Pierre and His People: Tales of the Far North. Volume 5.

Chapter 1

Chapter 14,216 wordsPublic domain

This eBook was produced by David Widger <[email protected]>

[NOTE: There is a short list of bookmarks, or pointers, at the end of the file for those who may wish to sample the author's ideas before making an entire meal of them. D.W.]

PIERRE AND HIS PEOPLE

TALES OF THE FAR NORTH

By Gilbert Parker

Volume 5.

ANTOINE AND ANGELIQUE THE CIPHER A TRAGEDY OF NOBODIES A SANCTUARY OF THE PLAINS

ANTOINE AND ANGELIQUE

"The birds are going south, Antoine--see--and it is so early!"

"Yes, Angelique, the winter will be long."

There was a pause, and then: "Antoine, I heard a child cry in the night, and I could not sleep."

"It was a devil-bird, my wife; it flies slowly, and the summer is dead."

"Antoine, there was a rushing of wings by my bed before the morn was breaking."

"The wild-geese know their way in the night, Angelique; but they flew by the house and not near thy bed."

"The two black squirrels have gone from the hickory tree."

"They have hidden away with the bears in the earth; for the frost comes, and it is the time of sleep."

"A cold hand was knocking at my heart when I said my aves last night, my Antoine."

"The heart of a woman feels many strange things: I cannot answer, my wife."

"Let us go also southward, Antoine, before the great winds and the wild frost come."

"I love thee, Angelique, but I cannot go."

"Is not love greater than all?"

"To keep a pledge is greater."

"Yet if evil come?"

"There is the mine."

"None travels hither; who should find it?"

He said to me, my wife: 'Antoine, will you stay and watch the mine until I come with the birds northward, again?' and I said: 'I will stay, and Angelique will stay; I will watch the mine.'"

"This is for his riches, but for our peril, Antoine."

"Who can say whither a woman's fancy goes?

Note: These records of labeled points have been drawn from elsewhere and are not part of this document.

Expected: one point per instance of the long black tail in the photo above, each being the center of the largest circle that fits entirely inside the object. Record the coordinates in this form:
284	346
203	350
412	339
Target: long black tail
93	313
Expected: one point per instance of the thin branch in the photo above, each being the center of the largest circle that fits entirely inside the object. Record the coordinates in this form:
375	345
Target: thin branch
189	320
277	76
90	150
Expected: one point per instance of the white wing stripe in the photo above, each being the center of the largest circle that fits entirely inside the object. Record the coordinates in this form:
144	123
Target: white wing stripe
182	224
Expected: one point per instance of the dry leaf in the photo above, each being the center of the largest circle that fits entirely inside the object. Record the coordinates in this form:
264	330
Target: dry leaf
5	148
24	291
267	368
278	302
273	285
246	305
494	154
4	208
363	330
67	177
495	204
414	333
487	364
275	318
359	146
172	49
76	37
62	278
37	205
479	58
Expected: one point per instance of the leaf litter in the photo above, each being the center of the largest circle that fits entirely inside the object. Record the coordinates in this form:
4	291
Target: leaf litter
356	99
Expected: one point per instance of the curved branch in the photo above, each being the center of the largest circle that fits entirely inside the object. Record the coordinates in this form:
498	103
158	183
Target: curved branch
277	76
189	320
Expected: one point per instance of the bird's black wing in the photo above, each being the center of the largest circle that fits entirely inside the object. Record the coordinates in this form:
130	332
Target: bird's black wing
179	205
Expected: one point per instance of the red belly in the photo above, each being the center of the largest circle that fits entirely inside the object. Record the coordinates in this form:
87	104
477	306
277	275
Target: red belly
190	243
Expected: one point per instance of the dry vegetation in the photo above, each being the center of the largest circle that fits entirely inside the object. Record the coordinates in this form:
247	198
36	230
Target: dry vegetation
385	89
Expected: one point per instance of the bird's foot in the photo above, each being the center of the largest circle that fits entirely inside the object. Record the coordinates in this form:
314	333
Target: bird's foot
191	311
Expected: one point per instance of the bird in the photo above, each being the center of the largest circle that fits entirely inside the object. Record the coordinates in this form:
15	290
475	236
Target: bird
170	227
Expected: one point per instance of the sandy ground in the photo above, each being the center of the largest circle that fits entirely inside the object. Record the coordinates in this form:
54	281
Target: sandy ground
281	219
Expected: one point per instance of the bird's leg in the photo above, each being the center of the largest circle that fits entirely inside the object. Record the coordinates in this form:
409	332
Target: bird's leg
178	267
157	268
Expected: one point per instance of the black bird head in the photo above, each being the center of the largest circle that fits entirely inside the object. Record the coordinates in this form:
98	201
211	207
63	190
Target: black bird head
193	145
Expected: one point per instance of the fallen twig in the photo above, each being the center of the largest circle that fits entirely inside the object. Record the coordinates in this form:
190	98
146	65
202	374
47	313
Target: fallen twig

It is full of guessing. It is clouds and darkness to-day, and sunshine--so much--to-morrow. I cannot answer."

"I have a fear; if my husband loved me--"

"There is the mine," he interrupted firmly.

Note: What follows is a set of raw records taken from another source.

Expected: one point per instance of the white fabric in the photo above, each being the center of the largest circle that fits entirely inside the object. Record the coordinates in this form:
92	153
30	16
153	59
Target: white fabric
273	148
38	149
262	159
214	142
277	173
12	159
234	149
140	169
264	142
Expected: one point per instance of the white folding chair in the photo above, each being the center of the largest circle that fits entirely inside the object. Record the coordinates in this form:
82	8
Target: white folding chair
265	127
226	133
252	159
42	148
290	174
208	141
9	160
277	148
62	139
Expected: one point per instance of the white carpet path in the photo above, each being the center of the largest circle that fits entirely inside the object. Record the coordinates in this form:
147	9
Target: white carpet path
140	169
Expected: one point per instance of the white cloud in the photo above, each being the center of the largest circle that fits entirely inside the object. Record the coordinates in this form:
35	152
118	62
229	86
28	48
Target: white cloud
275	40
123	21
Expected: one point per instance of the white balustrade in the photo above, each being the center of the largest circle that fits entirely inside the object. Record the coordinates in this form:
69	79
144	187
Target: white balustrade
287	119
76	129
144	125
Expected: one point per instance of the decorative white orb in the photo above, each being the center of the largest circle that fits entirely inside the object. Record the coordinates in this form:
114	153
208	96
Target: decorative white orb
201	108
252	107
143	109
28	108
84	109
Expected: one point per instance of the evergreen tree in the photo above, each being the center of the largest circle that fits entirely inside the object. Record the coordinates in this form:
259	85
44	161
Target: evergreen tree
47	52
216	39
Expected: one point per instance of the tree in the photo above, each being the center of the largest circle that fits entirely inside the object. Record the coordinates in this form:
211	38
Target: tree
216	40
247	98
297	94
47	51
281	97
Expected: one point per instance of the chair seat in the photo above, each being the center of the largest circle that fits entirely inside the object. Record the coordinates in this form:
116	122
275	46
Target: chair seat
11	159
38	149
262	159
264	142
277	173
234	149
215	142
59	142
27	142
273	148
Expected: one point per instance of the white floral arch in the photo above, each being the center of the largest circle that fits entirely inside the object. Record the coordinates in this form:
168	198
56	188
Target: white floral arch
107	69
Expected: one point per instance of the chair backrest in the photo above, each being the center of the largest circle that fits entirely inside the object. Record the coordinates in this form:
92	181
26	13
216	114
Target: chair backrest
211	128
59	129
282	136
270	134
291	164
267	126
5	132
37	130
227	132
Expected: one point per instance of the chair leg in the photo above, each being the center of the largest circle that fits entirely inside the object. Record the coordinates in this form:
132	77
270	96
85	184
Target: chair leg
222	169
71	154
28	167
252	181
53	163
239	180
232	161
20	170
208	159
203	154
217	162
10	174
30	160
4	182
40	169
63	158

"When my heart aches so--"

"Angelique, there is the mine."

"Ah, my Antoine!"

And so these two stayed on the island of St. Jean, in Lake Superior, through the purple haze of autumn, into the white brilliancy of winter, guarding the Rose Tree Mine, which Falding the Englishman and his companions had prospected and declared to be their Ophir.

But St. Jean was far from the ways of settlement, and there was little food and only one hut, and many things must be done for the Rose Tree Mine in the places where men sell their souls for money; and Antoine and Angelique, French peasants from the parish of Ste. Irene in Quebec, were left to guard the place of treasure, until, to the sound of the laughing spring, there should come many men and much machinery, and the sinking of shafts in the earth, and the making, of riches.

But when Antoine and Angelique were left alone in the waste, and God began to draw the pale coverlet of frost slowly across land and water, and to surround St. Jean with a stubborn moat of ice, the heart of the woman felt some coming danger, and at last broke forth in words of timid warning. When she once had spoken she said no more, but stayed and builded the heaps of earth about the house, and filled every crevice against the inhospitable Spirit of Winds, and drew her world closer and closer within those two rooms where they should live through many months.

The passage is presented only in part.